DROID-SLAM: Deep Visual SLAM for Monocular, Stereo, and RGB-D Cameras
Zachary Teed, Jia Deng
TL;DR
DROID-SLAM presents a deep learning–driven SLAM system that jointly estimates camera motion and dense depth by iteratively refining poses and depths through a differentiable Dense Bundle Adjustment layer. Built on a RAFT-inspired foundation, it uses a frame-graph, dense per-pixel depth, and a ConvGRU-based update operator to converge to accurate, globally consistent trajectories, even when trained only with monocular data.
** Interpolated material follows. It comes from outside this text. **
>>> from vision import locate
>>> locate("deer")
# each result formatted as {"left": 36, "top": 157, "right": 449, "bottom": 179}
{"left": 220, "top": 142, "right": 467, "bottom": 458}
The approach delivers state-of-the-art results across monocular, stereo, and RGB-D benchmarks, with exceptional robustness and generalization without retraining for new modalities. It runs in real time on powerful GPUs and offers a practical, versatile solution for robust visual SLAM in diverse environments.
Abstract
We introduce DROID-SLAM, a new deep learning based SLAM system. DROID-SLAM consists of recurrent iterative updates of camera pose and pixelwise depth through a Dense Bundle Adjustment layer. DROID-SLAM is accurate, achieving large improvements over prior work, and robust, suffering from substantially fewer catastrophic failures. Despite training on monocular video, it can leverage stereo or RGB-D video to achieve improved performance at test time. The URL to our open source code is https://github.com/princeton-vl/DROID-SLAM.